为追求安全和高能量密度的锂金属电池(LMB)而设计的理想复合电解质应具有优异的体导电性、低界面电阻以及与锂金属正极和高压负极的良好兼容性。目前还没有一种复合电解质能同步满足所有这些要求,电池性能也因缺乏有效的电解质设计而受到抑制。在此,我们报告了一种独特的 "陶瓷中的浓缩离子凝胶 "硅烷化复合电解质(SCE),并验证了一种基于高含量硅烷调节石榴石和浓缩离子凝胶耦合的电解质设计策略,该策略建立了良好的锂离子传输途径,并解决了界面问题,以满足上述所有要求。研究表明,硅烷调节能使高含量(70 wt%)的石榴石纳米颗粒均匀分散,并形成混合疏锂导电 LiF-Li3N 固体电解质相。值得注意的是,生成的 SCE 在 25 °C 时具有 1.76 × 10-3 S cm-1 的超高离子电导率、13 Ω cm2 的超低锂金属/电解质界面区域特定电阻,并且在 4.3 V Li||LiNi0.5Co0.2Mn0.3O2 (NCM523) 准固态 LMB 中具有明显出色的长期 1200 循环无容量衰减特性。这种复合电解质设计策略可扩展到其他准固态/固态 LMB。
本文章由计算机程序翻译,如有差异,请以英文原文为准。

A “Concentrated Ionogel-in-Ceramic” Silanization Composite Electrolyte with Superior Bulk Conductivity and Low Interfacial Resistance for Quasi-Solid-State Li Metal Batteries

A “Concentrated Ionogel-in-Ceramic” Silanization Composite Electrolyte with Superior Bulk Conductivity and Low Interfacial Resistance for Quasi-Solid-State Li Metal Batteries

A “Concentrated Ionogel-in-Ceramic” Silanization Composite Electrolyte with Superior Bulk Conductivity and Low Interfacial Resistance for Quasi-Solid-State Li Metal Batteries

The ideal composite electrolyte for the pursued safe and high-energy-density lithium metal batteries (LMBs) is expected to demonstrate peculiarity of superior bulk conductivity, low interfacial resistances, and good compatibility against both Li-metal anode and high-voltage cathode.
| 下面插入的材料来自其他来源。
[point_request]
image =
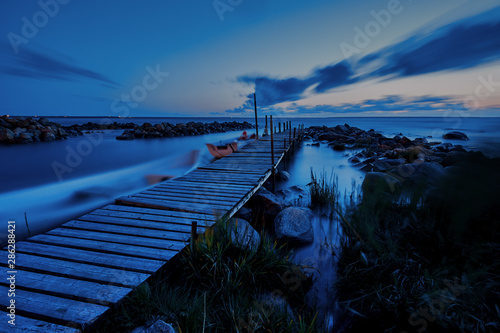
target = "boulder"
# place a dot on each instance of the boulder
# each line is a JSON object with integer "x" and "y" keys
{"x": 158, "y": 327}
{"x": 6, "y": 135}
{"x": 269, "y": 203}
{"x": 381, "y": 185}
{"x": 453, "y": 157}
{"x": 244, "y": 213}
{"x": 294, "y": 225}
{"x": 243, "y": 235}
{"x": 48, "y": 137}
{"x": 419, "y": 176}
{"x": 126, "y": 136}
{"x": 282, "y": 176}
{"x": 455, "y": 135}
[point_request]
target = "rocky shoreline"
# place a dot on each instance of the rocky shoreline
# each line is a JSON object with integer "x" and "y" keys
{"x": 16, "y": 130}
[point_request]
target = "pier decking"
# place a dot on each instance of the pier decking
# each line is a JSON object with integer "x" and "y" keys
{"x": 67, "y": 279}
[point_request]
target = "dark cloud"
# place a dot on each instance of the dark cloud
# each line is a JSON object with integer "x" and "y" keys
{"x": 35, "y": 64}
{"x": 333, "y": 76}
{"x": 387, "y": 104}
{"x": 460, "y": 45}
{"x": 272, "y": 91}
{"x": 453, "y": 47}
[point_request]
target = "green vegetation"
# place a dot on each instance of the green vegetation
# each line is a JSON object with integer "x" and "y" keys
{"x": 429, "y": 263}
{"x": 216, "y": 286}
{"x": 323, "y": 190}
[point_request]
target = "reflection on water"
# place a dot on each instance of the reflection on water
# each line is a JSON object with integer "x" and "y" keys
{"x": 31, "y": 191}
{"x": 320, "y": 256}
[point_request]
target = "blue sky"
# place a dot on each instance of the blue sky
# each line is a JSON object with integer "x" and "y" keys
{"x": 207, "y": 58}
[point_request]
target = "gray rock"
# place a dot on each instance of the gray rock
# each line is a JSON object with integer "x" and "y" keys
{"x": 269, "y": 202}
{"x": 455, "y": 135}
{"x": 243, "y": 235}
{"x": 158, "y": 327}
{"x": 244, "y": 213}
{"x": 48, "y": 137}
{"x": 6, "y": 135}
{"x": 378, "y": 184}
{"x": 419, "y": 176}
{"x": 126, "y": 136}
{"x": 282, "y": 176}
{"x": 294, "y": 225}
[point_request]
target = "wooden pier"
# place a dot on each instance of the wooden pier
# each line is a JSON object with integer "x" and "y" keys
{"x": 67, "y": 279}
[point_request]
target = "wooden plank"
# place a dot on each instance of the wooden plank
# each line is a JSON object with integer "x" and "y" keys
{"x": 54, "y": 309}
{"x": 67, "y": 288}
{"x": 191, "y": 200}
{"x": 119, "y": 239}
{"x": 203, "y": 188}
{"x": 125, "y": 230}
{"x": 59, "y": 238}
{"x": 231, "y": 175}
{"x": 91, "y": 257}
{"x": 218, "y": 180}
{"x": 158, "y": 212}
{"x": 146, "y": 216}
{"x": 181, "y": 183}
{"x": 80, "y": 271}
{"x": 194, "y": 198}
{"x": 25, "y": 324}
{"x": 136, "y": 222}
{"x": 219, "y": 195}
{"x": 163, "y": 204}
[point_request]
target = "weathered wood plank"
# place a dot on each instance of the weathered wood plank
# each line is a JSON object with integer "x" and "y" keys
{"x": 64, "y": 238}
{"x": 125, "y": 230}
{"x": 175, "y": 182}
{"x": 203, "y": 188}
{"x": 25, "y": 324}
{"x": 186, "y": 198}
{"x": 167, "y": 205}
{"x": 91, "y": 257}
{"x": 80, "y": 271}
{"x": 54, "y": 309}
{"x": 159, "y": 212}
{"x": 67, "y": 288}
{"x": 117, "y": 238}
{"x": 146, "y": 217}
{"x": 218, "y": 196}
{"x": 140, "y": 221}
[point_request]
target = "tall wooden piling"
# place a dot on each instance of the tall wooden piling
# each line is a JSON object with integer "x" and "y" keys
{"x": 273, "y": 171}
{"x": 256, "y": 123}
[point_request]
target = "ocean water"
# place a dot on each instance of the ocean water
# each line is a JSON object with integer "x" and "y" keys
{"x": 47, "y": 184}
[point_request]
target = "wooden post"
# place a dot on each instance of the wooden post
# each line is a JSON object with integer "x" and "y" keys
{"x": 265, "y": 129}
{"x": 194, "y": 234}
{"x": 273, "y": 172}
{"x": 294, "y": 142}
{"x": 256, "y": 123}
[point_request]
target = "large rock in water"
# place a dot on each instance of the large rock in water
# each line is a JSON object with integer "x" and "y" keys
{"x": 243, "y": 235}
{"x": 455, "y": 136}
{"x": 419, "y": 176}
{"x": 381, "y": 186}
{"x": 294, "y": 225}
{"x": 269, "y": 203}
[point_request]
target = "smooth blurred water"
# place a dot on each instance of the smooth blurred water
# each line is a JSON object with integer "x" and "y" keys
{"x": 57, "y": 181}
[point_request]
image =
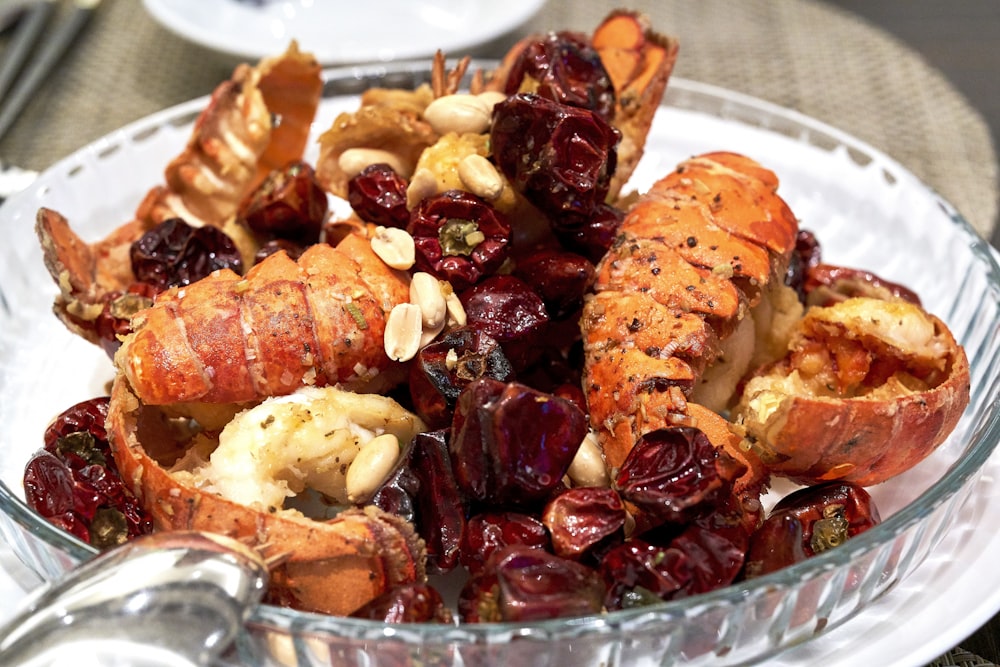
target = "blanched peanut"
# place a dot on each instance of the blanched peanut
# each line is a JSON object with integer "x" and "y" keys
{"x": 491, "y": 98}
{"x": 403, "y": 330}
{"x": 480, "y": 177}
{"x": 354, "y": 160}
{"x": 425, "y": 291}
{"x": 588, "y": 467}
{"x": 422, "y": 185}
{"x": 458, "y": 113}
{"x": 373, "y": 463}
{"x": 395, "y": 247}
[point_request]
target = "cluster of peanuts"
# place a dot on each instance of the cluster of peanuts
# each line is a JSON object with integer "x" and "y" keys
{"x": 458, "y": 160}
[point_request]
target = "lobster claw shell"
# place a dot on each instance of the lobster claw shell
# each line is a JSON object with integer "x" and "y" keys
{"x": 868, "y": 389}
{"x": 333, "y": 566}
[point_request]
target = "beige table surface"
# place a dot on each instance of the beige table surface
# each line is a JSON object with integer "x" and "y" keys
{"x": 799, "y": 54}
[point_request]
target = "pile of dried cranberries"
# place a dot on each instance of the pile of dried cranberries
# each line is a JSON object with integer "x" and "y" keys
{"x": 492, "y": 487}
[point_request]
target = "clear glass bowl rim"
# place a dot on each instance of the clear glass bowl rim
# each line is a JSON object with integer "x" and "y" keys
{"x": 986, "y": 435}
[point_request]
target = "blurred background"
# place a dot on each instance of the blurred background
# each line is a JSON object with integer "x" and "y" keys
{"x": 958, "y": 38}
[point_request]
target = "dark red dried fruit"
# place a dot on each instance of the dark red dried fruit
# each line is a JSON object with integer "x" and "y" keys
{"x": 565, "y": 68}
{"x": 671, "y": 475}
{"x": 511, "y": 444}
{"x": 378, "y": 195}
{"x": 445, "y": 367}
{"x": 398, "y": 492}
{"x": 174, "y": 253}
{"x": 521, "y": 583}
{"x": 508, "y": 310}
{"x": 595, "y": 235}
{"x": 637, "y": 573}
{"x": 73, "y": 481}
{"x": 439, "y": 503}
{"x": 579, "y": 519}
{"x": 489, "y": 532}
{"x": 407, "y": 603}
{"x": 561, "y": 157}
{"x": 459, "y": 237}
{"x": 559, "y": 277}
{"x": 826, "y": 285}
{"x": 288, "y": 204}
{"x": 291, "y": 248}
{"x": 809, "y": 521}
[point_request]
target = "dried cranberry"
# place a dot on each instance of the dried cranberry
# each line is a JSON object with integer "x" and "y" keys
{"x": 174, "y": 253}
{"x": 559, "y": 277}
{"x": 716, "y": 546}
{"x": 87, "y": 416}
{"x": 440, "y": 505}
{"x": 638, "y": 573}
{"x": 289, "y": 204}
{"x": 510, "y": 311}
{"x": 671, "y": 475}
{"x": 407, "y": 603}
{"x": 567, "y": 70}
{"x": 459, "y": 237}
{"x": 809, "y": 521}
{"x": 445, "y": 367}
{"x": 488, "y": 532}
{"x": 115, "y": 319}
{"x": 594, "y": 236}
{"x": 521, "y": 583}
{"x": 378, "y": 195}
{"x": 578, "y": 519}
{"x": 561, "y": 157}
{"x": 73, "y": 481}
{"x": 511, "y": 444}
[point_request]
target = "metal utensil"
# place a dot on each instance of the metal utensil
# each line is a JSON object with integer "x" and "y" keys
{"x": 53, "y": 48}
{"x": 164, "y": 599}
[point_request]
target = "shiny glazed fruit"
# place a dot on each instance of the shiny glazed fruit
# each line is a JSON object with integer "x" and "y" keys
{"x": 174, "y": 253}
{"x": 510, "y": 444}
{"x": 807, "y": 522}
{"x": 74, "y": 484}
{"x": 459, "y": 237}
{"x": 409, "y": 603}
{"x": 560, "y": 157}
{"x": 559, "y": 277}
{"x": 521, "y": 583}
{"x": 566, "y": 69}
{"x": 489, "y": 532}
{"x": 582, "y": 518}
{"x": 289, "y": 204}
{"x": 378, "y": 195}
{"x": 445, "y": 367}
{"x": 671, "y": 475}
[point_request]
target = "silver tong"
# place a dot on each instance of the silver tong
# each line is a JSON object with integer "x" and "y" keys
{"x": 173, "y": 598}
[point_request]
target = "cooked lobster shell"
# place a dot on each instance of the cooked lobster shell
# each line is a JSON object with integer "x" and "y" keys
{"x": 332, "y": 566}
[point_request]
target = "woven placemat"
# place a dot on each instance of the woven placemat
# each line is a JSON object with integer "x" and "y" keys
{"x": 804, "y": 55}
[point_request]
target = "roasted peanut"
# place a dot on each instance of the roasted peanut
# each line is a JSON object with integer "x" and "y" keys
{"x": 394, "y": 247}
{"x": 372, "y": 464}
{"x": 403, "y": 330}
{"x": 480, "y": 177}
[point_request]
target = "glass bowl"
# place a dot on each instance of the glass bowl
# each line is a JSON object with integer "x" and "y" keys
{"x": 867, "y": 211}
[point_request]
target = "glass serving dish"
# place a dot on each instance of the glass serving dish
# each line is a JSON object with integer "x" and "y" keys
{"x": 867, "y": 211}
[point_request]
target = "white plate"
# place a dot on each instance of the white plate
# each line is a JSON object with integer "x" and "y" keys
{"x": 823, "y": 172}
{"x": 340, "y": 32}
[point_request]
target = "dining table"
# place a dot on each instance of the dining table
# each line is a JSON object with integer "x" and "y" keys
{"x": 804, "y": 55}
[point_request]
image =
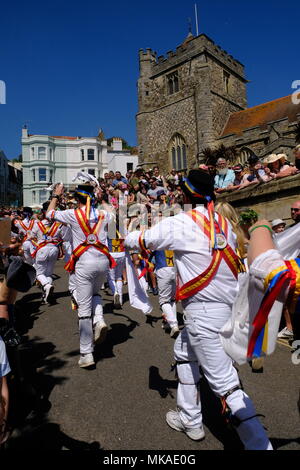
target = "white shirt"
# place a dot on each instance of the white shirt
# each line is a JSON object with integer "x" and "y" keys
{"x": 4, "y": 365}
{"x": 192, "y": 255}
{"x": 38, "y": 233}
{"x": 26, "y": 222}
{"x": 78, "y": 237}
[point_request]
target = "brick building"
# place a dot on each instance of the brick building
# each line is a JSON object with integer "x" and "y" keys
{"x": 196, "y": 98}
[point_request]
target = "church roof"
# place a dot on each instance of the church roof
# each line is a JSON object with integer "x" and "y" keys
{"x": 261, "y": 115}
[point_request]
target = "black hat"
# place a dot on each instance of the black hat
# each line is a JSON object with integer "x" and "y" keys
{"x": 45, "y": 206}
{"x": 27, "y": 210}
{"x": 85, "y": 190}
{"x": 198, "y": 183}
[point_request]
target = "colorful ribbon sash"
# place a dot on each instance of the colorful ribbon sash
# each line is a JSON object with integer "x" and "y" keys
{"x": 48, "y": 232}
{"x": 144, "y": 256}
{"x": 227, "y": 254}
{"x": 26, "y": 229}
{"x": 287, "y": 276}
{"x": 88, "y": 230}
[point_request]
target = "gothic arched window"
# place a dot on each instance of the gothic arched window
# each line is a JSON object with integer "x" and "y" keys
{"x": 177, "y": 152}
{"x": 245, "y": 153}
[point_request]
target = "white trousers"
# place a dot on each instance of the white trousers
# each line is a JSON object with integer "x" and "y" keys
{"x": 90, "y": 273}
{"x": 115, "y": 277}
{"x": 166, "y": 283}
{"x": 199, "y": 344}
{"x": 28, "y": 248}
{"x": 44, "y": 263}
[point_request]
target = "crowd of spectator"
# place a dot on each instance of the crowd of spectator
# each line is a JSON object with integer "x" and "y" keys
{"x": 238, "y": 176}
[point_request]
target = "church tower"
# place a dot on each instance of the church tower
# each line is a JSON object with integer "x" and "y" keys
{"x": 185, "y": 99}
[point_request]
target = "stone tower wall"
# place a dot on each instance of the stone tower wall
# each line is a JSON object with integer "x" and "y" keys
{"x": 198, "y": 111}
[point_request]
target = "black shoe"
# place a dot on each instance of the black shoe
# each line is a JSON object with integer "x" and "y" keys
{"x": 9, "y": 334}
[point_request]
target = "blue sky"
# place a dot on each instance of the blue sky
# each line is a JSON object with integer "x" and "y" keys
{"x": 72, "y": 67}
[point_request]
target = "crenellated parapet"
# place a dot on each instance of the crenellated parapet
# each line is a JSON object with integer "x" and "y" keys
{"x": 192, "y": 46}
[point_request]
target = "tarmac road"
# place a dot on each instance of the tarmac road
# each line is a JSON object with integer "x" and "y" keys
{"x": 121, "y": 403}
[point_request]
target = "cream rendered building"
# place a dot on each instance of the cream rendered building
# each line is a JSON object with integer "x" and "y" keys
{"x": 48, "y": 159}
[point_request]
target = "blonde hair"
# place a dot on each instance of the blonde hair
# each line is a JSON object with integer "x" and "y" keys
{"x": 230, "y": 213}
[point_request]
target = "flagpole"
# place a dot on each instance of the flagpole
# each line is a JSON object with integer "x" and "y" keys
{"x": 196, "y": 16}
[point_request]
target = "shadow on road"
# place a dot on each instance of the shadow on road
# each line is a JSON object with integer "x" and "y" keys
{"x": 47, "y": 436}
{"x": 210, "y": 405}
{"x": 156, "y": 382}
{"x": 31, "y": 383}
{"x": 277, "y": 442}
{"x": 117, "y": 334}
{"x": 214, "y": 421}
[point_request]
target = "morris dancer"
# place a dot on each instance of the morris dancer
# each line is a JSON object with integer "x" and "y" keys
{"x": 115, "y": 276}
{"x": 25, "y": 228}
{"x": 166, "y": 283}
{"x": 46, "y": 253}
{"x": 90, "y": 261}
{"x": 207, "y": 267}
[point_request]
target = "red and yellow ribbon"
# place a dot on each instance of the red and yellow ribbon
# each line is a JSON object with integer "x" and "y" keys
{"x": 287, "y": 276}
{"x": 227, "y": 254}
{"x": 88, "y": 230}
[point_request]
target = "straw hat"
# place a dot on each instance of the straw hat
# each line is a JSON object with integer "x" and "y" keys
{"x": 274, "y": 157}
{"x": 276, "y": 222}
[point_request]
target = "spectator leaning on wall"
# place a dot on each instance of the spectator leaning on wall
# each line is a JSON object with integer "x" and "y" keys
{"x": 224, "y": 177}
There is no composite electrolyte to synchronously meet all these requirements yet, and the battery performance is inhibited by the absence of effective electrolyte design. Here we report a unique “concentrated ionogel-in-ceramic” silanization composite electrolyte (SCE) and validate an electrolyte design strategy based on the coupling of high-content silane-conditioning garnet and concentrated ionogel that builds well-percolated Li+ transport pathways and tackles the interface issues to respond all the aforementioned requirements. It is revealed that the silane conditioning enables the uniform dispersion of garnet nanoparticles at high content (70 wt%) and forms mixed-lithiophobic-conductive LiF-Li3N solid electrolyte interphase. Notably, the yielding SCE delivers an ultrahigh ionic conductivity of 1.76 × 10−3 S cm−1 at 25 °C, an extremely low Li-metal/electrolyte interfacial area-specific resistance of 13 Ω cm2, and a distinctly excellent long-term 1200 cycling without any capacity decay in 4.3 V Li||LiNi0.5Co0.2Mn0.3O2 (NCM523) quasi-solid-state LMB. This composite electrolyte design strategy can be extended to other quasi−/solid-state LMBs.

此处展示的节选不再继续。